Dramatic declines in HIV diagnoses in San Francisco have been attributed to testing, treatment and PrEP, but the declining Black population in the city is an unexamined factor, Dr Jade Pagkas-Bather of the University of Chicago and colleagues argue in the December issue of The Lancet HIV. There has been a 22% fall in San Francisco’s Black population since 2000.
“We posit that the declining overall HIV incidence, including among White MSM [men who have sex with men], is not only explained by the use of treatment as prevention and PrEP, but is also due to the declining Black population and rising HIV incidence among Black MSM, who have historically been more likely to acquire HIV due to structural, racial, and criminal justice-related factors than have White MSM,” Pagkas-Bather says.
There are clear inequalities in access to treatment and prevention interventions in San Francisco:
- 67% of Black people with HIV are linked to care, compared to 87% of White people.
- 68% of Black people with HIV are virally suppressed, compared to 76% of White residents.
- Six months after starting PrEP, 21% of Black MSM are still taking it, compared to 42% of White MSM.
While there have been dramatic falls in new HIV diagnoses over the past decade, these have been concentrated in White MSM. Looking at the rate of diagnoses in the male population, it has fallen considerably in White men (from 118 per 100,000 men in 2010, to 27 per 100,000 men in 2018), but less so among Black men (from 191 per 100,000 men, to 145 per 100,000 men in the same time period). Taking into account the size of the population, the highest rates of HIV diagnoses in the city are in Black men and women.
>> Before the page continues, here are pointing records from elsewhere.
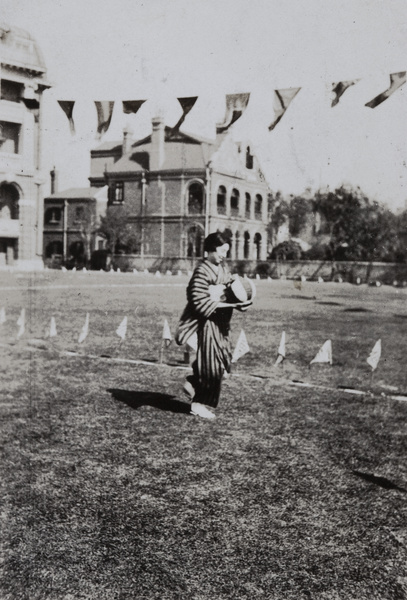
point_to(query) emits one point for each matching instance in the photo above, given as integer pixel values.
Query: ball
(241, 289)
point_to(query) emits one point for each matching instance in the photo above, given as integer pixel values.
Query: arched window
(246, 245)
(249, 158)
(9, 197)
(258, 205)
(195, 199)
(228, 237)
(248, 206)
(54, 248)
(221, 200)
(53, 216)
(234, 203)
(257, 245)
(195, 239)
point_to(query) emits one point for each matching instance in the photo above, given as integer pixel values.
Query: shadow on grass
(165, 402)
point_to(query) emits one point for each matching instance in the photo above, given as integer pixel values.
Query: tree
(115, 228)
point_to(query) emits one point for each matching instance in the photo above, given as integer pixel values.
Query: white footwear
(200, 410)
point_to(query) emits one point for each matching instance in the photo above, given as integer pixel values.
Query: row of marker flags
(236, 104)
(324, 354)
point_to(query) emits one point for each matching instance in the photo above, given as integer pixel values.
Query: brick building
(179, 187)
(23, 81)
(70, 221)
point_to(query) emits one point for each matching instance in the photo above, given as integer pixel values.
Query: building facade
(179, 187)
(71, 219)
(23, 81)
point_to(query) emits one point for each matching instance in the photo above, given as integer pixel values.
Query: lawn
(112, 491)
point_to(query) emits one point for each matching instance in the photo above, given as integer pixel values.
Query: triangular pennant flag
(187, 105)
(324, 354)
(374, 356)
(167, 337)
(104, 111)
(132, 106)
(242, 347)
(21, 323)
(67, 107)
(235, 106)
(282, 100)
(396, 81)
(338, 89)
(192, 342)
(122, 329)
(85, 330)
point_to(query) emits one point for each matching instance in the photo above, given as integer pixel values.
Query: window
(258, 205)
(249, 159)
(248, 206)
(195, 199)
(53, 216)
(12, 91)
(116, 193)
(234, 203)
(9, 137)
(79, 213)
(221, 200)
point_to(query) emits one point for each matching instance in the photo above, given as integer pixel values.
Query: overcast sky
(161, 49)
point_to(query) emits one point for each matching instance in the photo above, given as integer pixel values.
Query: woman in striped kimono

The significant changes in the HIV epidemic in San Francisco have taken place at the same time as dramatic shifts in its population and economy. The cost of housing has soared, housing instability has increased and less affluent residents have moved out of the city. This has disproportionately affected Black people: compared to the year 2000, there were 18% fewer Black residents in 2010 and 22% fewer in 2019.
“Treatment as prevention and PrEP, when viewed through a socioeconomic lens, have led to positive outcomes for White MSM with access to steady employment, whereas Black MSM who do not have the same social or economic advantages have not been positively affected by the HIV treatment cascade,” say the authors. “When we examine trends suggesting that ending the HIV epidemic is well within reach, it is essential that we discuss for whom the epidemic is ending, and further examine the forces that perpetuate health inequities.”